Code::Blocks is an IDE, not a compiler, but it supports several:

"GCC (MingW / GNU GCC), MSVC++, clang, Digital Mars, Borland C++ 5.5, Open Watcom, …and more"

> Sounds like you didn't write according to the actual C89/C90
> standard, which is ... a total joy to read.

tcc/bcc have -A to switch on ANSI. I think you also need "-ff-". It could be various hidden problems (memory model, total RAM limits, library bugs, undefined behavior, file system). Usually you want to also test with "gcc -ansi -pedantic -Wall -Wextra" and/or lint.

> Show me one single program that follows the C90 standard,
> and compiles on Borland C, but doesn't compile on GCC etc.

Most reasonable things are possible, but only with effort (and testing). There's a lot of gotchas in portability (and bugs in compilers).

> > Also I'm happy with
> > FreePascal/Lazarus. I'm trying to run UCSD Pascal under DOS and, if
> > possible again, even as a bootable version. But that is just dreaming
> > now.

UCSD's P system was its own OS and was offered as an alternative to PC-DOS or CP/M-86.

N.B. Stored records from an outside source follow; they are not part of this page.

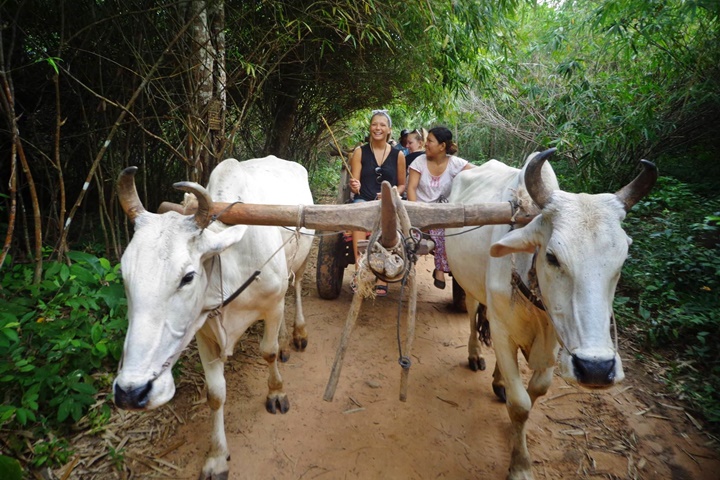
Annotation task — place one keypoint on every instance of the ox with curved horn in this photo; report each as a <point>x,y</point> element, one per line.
<point>634,191</point>
<point>176,289</point>
<point>127,194</point>
<point>537,189</point>
<point>202,215</point>
<point>571,255</point>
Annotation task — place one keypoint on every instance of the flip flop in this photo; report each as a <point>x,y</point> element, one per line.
<point>353,283</point>
<point>438,283</point>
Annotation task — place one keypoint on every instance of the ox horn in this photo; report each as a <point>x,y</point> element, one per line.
<point>533,178</point>
<point>631,193</point>
<point>127,193</point>
<point>202,215</point>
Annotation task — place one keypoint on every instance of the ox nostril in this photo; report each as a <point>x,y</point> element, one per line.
<point>594,373</point>
<point>135,398</point>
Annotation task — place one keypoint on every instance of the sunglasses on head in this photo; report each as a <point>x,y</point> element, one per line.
<point>378,172</point>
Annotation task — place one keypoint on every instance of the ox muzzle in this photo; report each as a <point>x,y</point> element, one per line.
<point>134,398</point>
<point>594,373</point>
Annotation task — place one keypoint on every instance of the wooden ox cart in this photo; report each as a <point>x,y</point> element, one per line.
<point>390,220</point>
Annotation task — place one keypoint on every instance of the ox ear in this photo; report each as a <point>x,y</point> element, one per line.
<point>522,240</point>
<point>215,243</point>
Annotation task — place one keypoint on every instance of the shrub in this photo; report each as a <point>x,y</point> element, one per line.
<point>670,284</point>
<point>59,339</point>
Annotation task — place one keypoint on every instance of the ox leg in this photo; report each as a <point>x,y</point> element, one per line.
<point>518,406</point>
<point>475,359</point>
<point>269,348</point>
<point>216,466</point>
<point>299,331</point>
<point>498,384</point>
<point>540,383</point>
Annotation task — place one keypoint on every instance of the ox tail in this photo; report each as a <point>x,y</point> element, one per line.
<point>483,325</point>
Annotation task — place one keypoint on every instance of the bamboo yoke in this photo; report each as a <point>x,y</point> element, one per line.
<point>368,217</point>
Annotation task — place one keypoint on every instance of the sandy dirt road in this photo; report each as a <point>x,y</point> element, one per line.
<point>451,425</point>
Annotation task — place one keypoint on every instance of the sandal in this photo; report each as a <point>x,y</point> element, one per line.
<point>438,283</point>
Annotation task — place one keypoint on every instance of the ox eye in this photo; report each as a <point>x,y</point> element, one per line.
<point>552,259</point>
<point>187,279</point>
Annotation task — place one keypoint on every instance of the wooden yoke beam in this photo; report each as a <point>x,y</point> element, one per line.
<point>362,216</point>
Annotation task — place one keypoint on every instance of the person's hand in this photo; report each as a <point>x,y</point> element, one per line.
<point>354,185</point>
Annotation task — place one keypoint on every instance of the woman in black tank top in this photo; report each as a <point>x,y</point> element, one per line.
<point>372,164</point>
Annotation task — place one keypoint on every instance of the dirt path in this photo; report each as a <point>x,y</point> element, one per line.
<point>451,426</point>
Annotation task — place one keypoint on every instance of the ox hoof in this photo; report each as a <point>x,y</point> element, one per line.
<point>476,364</point>
<point>215,468</point>
<point>279,403</point>
<point>214,476</point>
<point>499,392</point>
<point>300,344</point>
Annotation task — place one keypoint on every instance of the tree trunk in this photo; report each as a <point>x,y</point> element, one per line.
<point>206,86</point>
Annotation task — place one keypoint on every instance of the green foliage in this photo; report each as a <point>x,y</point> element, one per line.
<point>56,340</point>
<point>324,180</point>
<point>607,82</point>
<point>10,468</point>
<point>670,285</point>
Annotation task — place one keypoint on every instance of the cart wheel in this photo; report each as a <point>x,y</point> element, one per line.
<point>458,297</point>
<point>330,270</point>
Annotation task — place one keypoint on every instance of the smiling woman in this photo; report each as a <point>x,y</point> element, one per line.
<point>372,164</point>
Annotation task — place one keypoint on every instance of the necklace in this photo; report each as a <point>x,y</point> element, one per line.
<point>382,159</point>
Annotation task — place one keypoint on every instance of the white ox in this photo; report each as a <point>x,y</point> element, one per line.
<point>178,268</point>
<point>579,248</point>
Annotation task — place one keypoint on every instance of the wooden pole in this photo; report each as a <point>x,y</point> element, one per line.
<point>405,226</point>
<point>410,333</point>
<point>362,216</point>
<point>342,347</point>
<point>389,236</point>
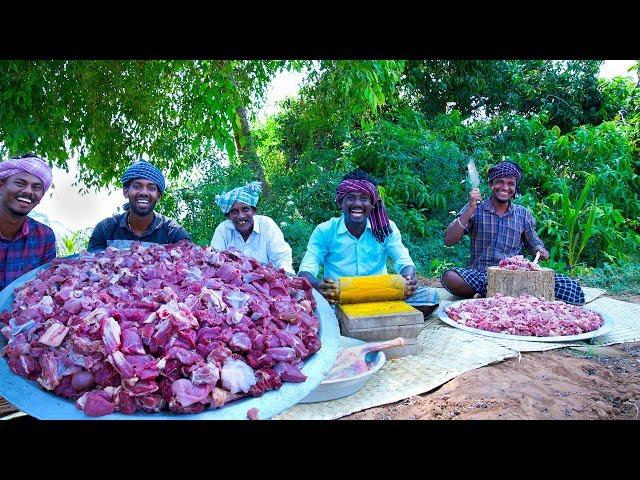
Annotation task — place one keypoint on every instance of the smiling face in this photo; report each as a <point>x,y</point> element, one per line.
<point>503,188</point>
<point>142,195</point>
<point>241,215</point>
<point>20,193</point>
<point>356,208</point>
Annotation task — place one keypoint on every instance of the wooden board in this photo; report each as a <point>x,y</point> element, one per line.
<point>378,321</point>
<point>539,283</point>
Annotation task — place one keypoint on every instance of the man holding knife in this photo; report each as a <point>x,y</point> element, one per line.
<point>498,229</point>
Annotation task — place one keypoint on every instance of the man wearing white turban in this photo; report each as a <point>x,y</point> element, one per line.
<point>257,236</point>
<point>24,242</point>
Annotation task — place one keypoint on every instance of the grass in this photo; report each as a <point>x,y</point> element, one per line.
<point>617,280</point>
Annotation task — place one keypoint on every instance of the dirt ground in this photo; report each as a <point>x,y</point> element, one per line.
<point>579,384</point>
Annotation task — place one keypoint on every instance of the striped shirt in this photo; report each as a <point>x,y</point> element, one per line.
<point>494,237</point>
<point>34,245</point>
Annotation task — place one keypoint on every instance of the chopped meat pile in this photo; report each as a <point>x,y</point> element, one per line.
<point>176,327</point>
<point>518,263</point>
<point>525,315</point>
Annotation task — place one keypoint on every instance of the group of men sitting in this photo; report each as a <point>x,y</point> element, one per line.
<point>357,243</point>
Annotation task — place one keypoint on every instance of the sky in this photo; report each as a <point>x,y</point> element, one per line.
<point>67,210</point>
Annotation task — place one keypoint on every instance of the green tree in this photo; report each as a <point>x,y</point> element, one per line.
<point>109,112</point>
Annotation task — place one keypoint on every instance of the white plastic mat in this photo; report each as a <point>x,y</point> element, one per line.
<point>446,352</point>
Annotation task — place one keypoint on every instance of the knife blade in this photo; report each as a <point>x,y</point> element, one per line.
<point>474,178</point>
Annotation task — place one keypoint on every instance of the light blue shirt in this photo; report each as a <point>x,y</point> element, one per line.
<point>344,255</point>
<point>266,243</point>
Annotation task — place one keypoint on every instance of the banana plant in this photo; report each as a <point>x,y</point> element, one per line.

DOS has (or can use) many Pascal compilers (FPC, GPC, Irie, P5, Alice, p2c, TP, TMT, VP under HX).

> My question is more generic, but you appear to have
> answered it below, which would have been "what's
> wrong with Pascal for writing an OS?".

Pascal (with variations) has indeed been used for OSes. (GCC was originally based upon Pastel, "an off-color Pascal".) But the language itself didn't inherently have system-specific stuff. Modula-2 and Oberon were more commonly used for OSes and put the non-portable stuff in pseudo-module SYSTEM.

>> Programs written in assembly are smaller and faster than ones
>> written in C or Pascal.

Not necessarily. Sure, if you write every instruction by hand, you don't need calling conventions or stack frames, and you can hand-optimize better and not rely on bloated overly-generic libraries. Actually, bytecode can be MUCH smaller but usually slower. And strictly smaller doesn't always mean faster.

People willingly trade speed for convenience. As flawed as C and Pascal are for portability, they're much better for program maintainability.